LONDON: British finance minister Rachel Reeves’ key decision in next week’s multi-year spending review will be how much to spend on health care versus other public services, the Institute for Fiscal Studies think tank said on Sunday.
Reeves is due to set out day-to-day spending limits for other government departments on June 11 which will run through to the end of March 2029 — almost until the end of the Labour government’s expected term in office.
Britain has held periodic government spending reviews since 1998, but this is the first since 2015 to cover multiple years, other than one in 2021 focused on the COVID pandemic.
The non-partisan IFS said this spending review could prove to be “one of the most significant domestic policy events” for the current Labour government.
Prime Minister Keir Starmer’s announcement in February that defense spending would reach 2.5 percent of national income by 2027 had already used the room for further growth in public investment created in Reeves’ October budget, it said.
“Simultaneously prioritising additional investments in public services, net zero and growth-friendly areas ... will be impossible,” said Bee Boileau, a research economist at the IFS.

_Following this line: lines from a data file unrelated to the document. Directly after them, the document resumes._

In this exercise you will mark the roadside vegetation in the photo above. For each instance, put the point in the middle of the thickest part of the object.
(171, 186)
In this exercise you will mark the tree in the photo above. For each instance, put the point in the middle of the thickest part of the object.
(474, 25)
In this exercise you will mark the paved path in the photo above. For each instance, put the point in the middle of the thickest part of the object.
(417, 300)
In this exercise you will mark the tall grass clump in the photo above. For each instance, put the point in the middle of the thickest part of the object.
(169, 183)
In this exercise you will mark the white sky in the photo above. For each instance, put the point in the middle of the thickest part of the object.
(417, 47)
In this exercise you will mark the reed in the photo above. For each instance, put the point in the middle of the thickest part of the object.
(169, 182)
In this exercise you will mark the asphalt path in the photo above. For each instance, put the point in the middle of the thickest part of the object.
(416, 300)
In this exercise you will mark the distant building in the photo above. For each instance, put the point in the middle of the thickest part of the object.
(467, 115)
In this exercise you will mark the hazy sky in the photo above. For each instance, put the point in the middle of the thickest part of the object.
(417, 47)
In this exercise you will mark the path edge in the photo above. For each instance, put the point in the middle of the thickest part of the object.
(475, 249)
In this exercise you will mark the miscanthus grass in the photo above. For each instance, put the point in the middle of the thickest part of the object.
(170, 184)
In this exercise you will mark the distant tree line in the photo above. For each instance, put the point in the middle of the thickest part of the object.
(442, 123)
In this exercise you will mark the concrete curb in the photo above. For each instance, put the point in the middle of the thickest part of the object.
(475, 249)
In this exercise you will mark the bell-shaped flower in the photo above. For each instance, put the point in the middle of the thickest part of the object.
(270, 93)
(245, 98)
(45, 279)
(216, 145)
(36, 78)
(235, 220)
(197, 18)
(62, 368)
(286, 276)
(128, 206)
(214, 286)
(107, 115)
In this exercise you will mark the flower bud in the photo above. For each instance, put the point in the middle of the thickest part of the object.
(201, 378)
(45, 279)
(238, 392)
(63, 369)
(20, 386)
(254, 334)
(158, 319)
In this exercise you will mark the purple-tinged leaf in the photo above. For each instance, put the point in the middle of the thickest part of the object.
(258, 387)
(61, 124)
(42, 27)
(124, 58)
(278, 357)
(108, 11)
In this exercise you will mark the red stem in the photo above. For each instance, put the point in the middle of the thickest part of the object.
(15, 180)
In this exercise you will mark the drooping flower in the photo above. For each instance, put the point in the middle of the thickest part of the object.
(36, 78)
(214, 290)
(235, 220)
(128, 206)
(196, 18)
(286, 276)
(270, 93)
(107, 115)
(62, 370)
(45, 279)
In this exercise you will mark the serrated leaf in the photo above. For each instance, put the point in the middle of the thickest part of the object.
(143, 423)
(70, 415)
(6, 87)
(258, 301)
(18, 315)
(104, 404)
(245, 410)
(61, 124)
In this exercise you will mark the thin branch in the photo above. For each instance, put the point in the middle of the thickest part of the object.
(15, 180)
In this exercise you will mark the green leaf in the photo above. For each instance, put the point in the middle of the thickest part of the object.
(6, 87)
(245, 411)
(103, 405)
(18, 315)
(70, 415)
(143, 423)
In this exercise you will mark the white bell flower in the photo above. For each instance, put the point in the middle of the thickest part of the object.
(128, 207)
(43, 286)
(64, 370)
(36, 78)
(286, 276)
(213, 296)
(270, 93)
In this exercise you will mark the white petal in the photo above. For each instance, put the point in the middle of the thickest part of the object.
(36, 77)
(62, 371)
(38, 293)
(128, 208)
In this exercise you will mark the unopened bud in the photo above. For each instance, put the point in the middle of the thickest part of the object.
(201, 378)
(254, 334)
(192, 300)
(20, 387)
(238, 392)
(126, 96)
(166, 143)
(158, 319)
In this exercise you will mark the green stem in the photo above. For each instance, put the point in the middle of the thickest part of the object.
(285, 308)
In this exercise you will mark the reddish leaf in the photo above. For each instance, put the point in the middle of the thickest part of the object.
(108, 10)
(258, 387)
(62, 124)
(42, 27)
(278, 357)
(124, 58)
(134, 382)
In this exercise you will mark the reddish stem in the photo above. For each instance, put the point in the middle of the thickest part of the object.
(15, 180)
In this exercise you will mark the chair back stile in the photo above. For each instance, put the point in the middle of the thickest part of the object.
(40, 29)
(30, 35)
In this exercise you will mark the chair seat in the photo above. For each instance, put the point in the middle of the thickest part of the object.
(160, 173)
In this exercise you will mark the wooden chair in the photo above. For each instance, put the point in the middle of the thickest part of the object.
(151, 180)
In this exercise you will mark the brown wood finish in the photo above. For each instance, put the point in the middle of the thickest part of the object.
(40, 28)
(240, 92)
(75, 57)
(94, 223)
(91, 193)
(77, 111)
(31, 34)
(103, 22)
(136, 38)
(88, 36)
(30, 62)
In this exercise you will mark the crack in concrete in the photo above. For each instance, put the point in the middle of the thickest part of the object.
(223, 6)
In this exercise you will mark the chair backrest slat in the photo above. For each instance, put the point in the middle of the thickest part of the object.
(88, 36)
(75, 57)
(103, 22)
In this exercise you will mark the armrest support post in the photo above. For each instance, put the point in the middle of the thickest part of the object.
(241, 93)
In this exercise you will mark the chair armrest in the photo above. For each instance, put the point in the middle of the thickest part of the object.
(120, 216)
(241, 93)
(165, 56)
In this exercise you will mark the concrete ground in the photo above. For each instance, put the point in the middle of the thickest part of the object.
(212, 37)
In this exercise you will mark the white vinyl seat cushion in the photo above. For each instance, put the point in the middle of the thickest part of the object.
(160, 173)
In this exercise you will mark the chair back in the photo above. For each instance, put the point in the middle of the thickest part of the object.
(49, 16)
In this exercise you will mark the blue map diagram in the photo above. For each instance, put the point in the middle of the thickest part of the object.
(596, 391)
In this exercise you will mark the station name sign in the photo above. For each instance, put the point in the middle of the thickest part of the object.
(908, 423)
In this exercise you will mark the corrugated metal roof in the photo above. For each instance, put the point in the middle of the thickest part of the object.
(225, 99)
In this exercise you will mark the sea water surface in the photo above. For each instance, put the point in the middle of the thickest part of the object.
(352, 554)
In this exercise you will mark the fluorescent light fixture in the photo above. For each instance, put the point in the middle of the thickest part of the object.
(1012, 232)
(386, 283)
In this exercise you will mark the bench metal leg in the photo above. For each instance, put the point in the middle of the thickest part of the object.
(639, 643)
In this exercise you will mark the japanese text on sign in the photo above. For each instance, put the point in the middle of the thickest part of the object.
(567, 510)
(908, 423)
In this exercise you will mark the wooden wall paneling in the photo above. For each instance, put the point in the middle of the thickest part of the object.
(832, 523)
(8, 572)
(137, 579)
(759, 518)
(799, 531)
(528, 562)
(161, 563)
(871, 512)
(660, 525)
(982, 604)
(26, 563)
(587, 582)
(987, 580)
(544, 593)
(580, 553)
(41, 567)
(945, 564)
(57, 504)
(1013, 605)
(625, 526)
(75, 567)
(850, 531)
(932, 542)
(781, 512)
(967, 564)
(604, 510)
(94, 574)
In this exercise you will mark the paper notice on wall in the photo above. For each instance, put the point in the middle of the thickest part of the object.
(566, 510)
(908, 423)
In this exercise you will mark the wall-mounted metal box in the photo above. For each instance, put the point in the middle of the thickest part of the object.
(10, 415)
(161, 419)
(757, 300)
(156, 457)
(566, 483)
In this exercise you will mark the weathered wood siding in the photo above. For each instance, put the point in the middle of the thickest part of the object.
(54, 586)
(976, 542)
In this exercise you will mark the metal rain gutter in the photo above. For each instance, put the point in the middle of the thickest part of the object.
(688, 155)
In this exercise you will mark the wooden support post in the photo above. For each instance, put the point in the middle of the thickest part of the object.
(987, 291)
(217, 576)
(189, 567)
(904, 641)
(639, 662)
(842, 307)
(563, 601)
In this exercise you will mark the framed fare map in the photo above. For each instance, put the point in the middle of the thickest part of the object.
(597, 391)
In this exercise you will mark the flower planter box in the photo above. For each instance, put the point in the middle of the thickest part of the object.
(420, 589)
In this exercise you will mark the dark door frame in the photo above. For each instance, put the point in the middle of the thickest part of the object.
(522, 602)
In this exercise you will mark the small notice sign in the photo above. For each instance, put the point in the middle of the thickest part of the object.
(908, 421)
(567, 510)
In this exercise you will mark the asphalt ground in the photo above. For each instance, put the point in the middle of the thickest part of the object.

Non-investment public spending is intended to rise by 1.2 percent a year on top of inflation between 2026-27 and 2028-29, according to budget plans which Reeves set out in October — half the pace of spending growth in the current and previous financial year.
The IFS sees no scope for this to be topped up, as Reeves’ budget rules leave almost no room for extra borrowing and tax rises are now limited to her annual budget statement.
This forces Reeves and Starmer to choose between the demands of the public health care system — plagued by long waiting times and a slump in productivity since the COVID-19 pandemic — and other stretched areas.
In past spending reviews, annual health care spending has typically risen 2 percentage points faster than total spending.
If that happened this time — equivalent to an annual increase of 3.4 percent — spending in other departments would have to fall by 1 percent a year in real terms, the IFS forecast.
Raising health care spending at roughly the same pace as other areas — a 1.2 percent rise — would only just keep pace with an aging population and not allow any reversal of recent years’ deterioration in service quality, the IFS said.
Spending cuts could be achieved by scaling back services provided by the state, reducing public-sector employment or real-terms cuts in public-sector pay, it added.
But it warned the government needed to be specific about how it planned to make cuts, or risk financial markets losing confidence in its ability to keep borrowing under control.
The review does not cover spending on pensions or other benefits, which the government is tackling separately.